Chade diz que alegada tentativa de golpe na Guiné Equatorial afeta África Central

Chade diz que alegada tentativa de golpe na Guiné Equatorial afeta África Central

O ministro dos Negócios Estrangeiros do Chade considerou que a alegada tentativa de golpe de Estado na Guiné Equatorial "é uma ameaça séria que afeta toda a África central", num encontro com o Presidente equato-guineense, noticiado hoje pela televisão oficial.

Meios políticos ligados ao poder na Guiné Equatorial responsabilizaram esta quarta-feira o antigo general do exército chadiano Mahamat Kodo Bani e um sargento equato-guineense, identificado como Abassolo, por um suposto golpe de Estado, na semana passada.

"A tentativa de desestabilização não é um assunto exclusivamente da Guiné Equatorial, é uma série ameaça de desestabilização que afeta toda a sub-região da África Central", declarou o chefe da diplomacia do Chade, Mahamat Zene Cherif, numa declaração transmitida hoje pela TVGE, televisão estatal da Guiné Equatorial, após a audiência com o Presidente equato-guineense, Teodoro Obiang Nguema, que ocorreu esta quarta-feira.

O governante chadiano defendeu que "todos os países da sub-região devem unir esforços para realizar investigações para não só entender o que aconteceu aqui, mas também para chegar à origem desta tentativa de desestabilização".

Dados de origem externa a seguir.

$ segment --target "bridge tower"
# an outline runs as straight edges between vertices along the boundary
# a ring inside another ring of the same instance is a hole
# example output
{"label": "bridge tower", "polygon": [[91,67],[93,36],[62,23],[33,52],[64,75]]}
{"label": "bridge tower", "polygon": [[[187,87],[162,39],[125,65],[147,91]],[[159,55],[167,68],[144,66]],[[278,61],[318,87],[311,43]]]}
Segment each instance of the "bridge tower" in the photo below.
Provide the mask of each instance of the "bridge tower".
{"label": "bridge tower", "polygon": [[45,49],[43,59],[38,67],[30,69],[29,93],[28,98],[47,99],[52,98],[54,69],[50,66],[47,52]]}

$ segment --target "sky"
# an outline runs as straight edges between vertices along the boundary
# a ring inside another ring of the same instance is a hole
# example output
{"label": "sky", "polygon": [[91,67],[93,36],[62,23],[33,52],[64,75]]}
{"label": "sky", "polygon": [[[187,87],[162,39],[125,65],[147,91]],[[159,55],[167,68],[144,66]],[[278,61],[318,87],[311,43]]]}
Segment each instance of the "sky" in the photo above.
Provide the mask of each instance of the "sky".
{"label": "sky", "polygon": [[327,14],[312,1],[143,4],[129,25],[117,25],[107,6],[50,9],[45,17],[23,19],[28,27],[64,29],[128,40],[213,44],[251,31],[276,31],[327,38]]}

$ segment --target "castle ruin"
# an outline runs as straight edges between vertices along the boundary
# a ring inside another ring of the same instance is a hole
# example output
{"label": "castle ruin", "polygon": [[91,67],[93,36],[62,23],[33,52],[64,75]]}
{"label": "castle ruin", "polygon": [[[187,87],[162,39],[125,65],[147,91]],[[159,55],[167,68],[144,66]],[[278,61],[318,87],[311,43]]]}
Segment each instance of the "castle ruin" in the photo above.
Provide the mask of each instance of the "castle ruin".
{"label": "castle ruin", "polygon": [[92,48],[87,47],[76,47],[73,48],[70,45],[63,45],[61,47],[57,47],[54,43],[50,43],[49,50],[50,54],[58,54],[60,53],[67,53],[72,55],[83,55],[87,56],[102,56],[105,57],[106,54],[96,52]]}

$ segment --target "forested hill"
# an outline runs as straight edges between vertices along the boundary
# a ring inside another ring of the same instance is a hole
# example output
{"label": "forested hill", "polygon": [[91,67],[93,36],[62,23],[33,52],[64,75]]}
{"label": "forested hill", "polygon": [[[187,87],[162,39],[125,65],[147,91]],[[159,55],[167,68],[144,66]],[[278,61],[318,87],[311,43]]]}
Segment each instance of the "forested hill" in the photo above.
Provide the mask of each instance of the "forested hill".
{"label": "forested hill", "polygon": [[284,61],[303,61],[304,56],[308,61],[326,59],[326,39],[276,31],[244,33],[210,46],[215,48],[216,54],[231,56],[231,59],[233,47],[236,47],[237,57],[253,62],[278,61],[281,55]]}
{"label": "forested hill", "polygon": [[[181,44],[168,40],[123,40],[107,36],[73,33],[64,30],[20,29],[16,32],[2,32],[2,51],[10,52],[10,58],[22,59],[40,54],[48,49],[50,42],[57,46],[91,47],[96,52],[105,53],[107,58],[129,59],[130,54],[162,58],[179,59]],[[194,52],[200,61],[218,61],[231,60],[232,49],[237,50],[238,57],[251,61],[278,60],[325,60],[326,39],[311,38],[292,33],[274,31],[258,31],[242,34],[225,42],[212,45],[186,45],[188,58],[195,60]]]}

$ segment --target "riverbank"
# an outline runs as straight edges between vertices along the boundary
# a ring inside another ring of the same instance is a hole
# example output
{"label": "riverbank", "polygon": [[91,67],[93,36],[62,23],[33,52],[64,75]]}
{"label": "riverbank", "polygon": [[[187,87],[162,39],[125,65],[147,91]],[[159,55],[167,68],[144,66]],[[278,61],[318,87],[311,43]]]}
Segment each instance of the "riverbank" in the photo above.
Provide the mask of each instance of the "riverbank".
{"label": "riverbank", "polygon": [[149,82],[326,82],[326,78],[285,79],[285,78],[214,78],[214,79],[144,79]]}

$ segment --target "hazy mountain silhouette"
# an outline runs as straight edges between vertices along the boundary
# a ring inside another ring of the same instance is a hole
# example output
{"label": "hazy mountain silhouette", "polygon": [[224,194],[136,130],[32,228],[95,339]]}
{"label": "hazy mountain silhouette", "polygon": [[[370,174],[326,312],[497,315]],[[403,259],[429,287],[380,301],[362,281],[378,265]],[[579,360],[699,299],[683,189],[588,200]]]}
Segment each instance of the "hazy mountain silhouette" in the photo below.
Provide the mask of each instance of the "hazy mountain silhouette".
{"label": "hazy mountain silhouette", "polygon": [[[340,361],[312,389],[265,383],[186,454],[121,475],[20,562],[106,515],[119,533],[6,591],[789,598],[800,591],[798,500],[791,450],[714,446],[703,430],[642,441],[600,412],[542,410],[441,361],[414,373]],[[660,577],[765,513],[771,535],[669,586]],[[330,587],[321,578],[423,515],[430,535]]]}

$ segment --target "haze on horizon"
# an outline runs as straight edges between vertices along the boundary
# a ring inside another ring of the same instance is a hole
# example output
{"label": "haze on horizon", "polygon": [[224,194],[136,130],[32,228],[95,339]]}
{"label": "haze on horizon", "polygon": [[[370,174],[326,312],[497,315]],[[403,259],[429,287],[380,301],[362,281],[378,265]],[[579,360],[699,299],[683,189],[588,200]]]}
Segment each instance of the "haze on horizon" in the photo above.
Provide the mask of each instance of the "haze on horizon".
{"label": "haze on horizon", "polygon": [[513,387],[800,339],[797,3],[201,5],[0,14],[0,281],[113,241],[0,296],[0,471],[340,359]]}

O ministro anunciou que viajaria, de seguida, para os Camarões, para contactar as autoridades locais sobre este caso.

O Presidente do Chade, Idriss Déby Itno, exerce atualmente a presidência da Comunidade Económica e Monetária da África Central (CEMAC, constituída pelo Chade, Camarões, República Centro-Africana, Guiné Equatorial, Gabão e República do Congo).

Esta quarta-feira, registaram-se confrontos entre as forças de segurança da Guiné Equatorial e "mercenários" perto das fronteiras com os Camarões e o Gabão, durante os quais um homem foi morto pelo exército equato-guineense.

Na semana passada, as autoridades de Guiné Equatorial disseram ter frustrado um golpe de Estado contra o presidente do país, Teodoro Obiang Nguema, supostamente encabeçado por um general e orquestrado pelo líder do Cidadãos para a Inovação, Gabriel Obono, mas este dirigente partidário negou estas acusações, referindo tratar-se de "uma completa montagem".

A 27 de dezembro, cerca de três dezenas de homens armados foram presos pela polícia dos Camarões, na fronteira com a Guiné Equatorial, não muito longe do local onde se registaram os conflitos na quarta-feira, segundo fontes camaronesas e diplomáticas da Guiné Equatorial.

Na quarta-feira, a agência France-Presse noticiou que o embaixador da Guiné Equatorial no Chade, Enrique Nsue Anguesom, foi preso em 30 de dezembro.

Depois das eleições de 12 de novembro, com o partido do poder a obter 99 dos 100 lugares no parlamento, o CI denunciou as "dezenas de detenções" de seus militantes, na capital política, Malabo, e económica, Bata.

No sábado, o Presidente Obiang denunciou "uma guerra" em preparação contra ele que, afirmou, está a ser realizada por ter já passado "muito tempo no poder".

Obiang, 75 anos, é o Presidente há mais tempo no poder, desde 1979. A Guiné Equatorial faz parte da Comunidade dos Países de Língua Portuguesa (CPLP) desde 2014.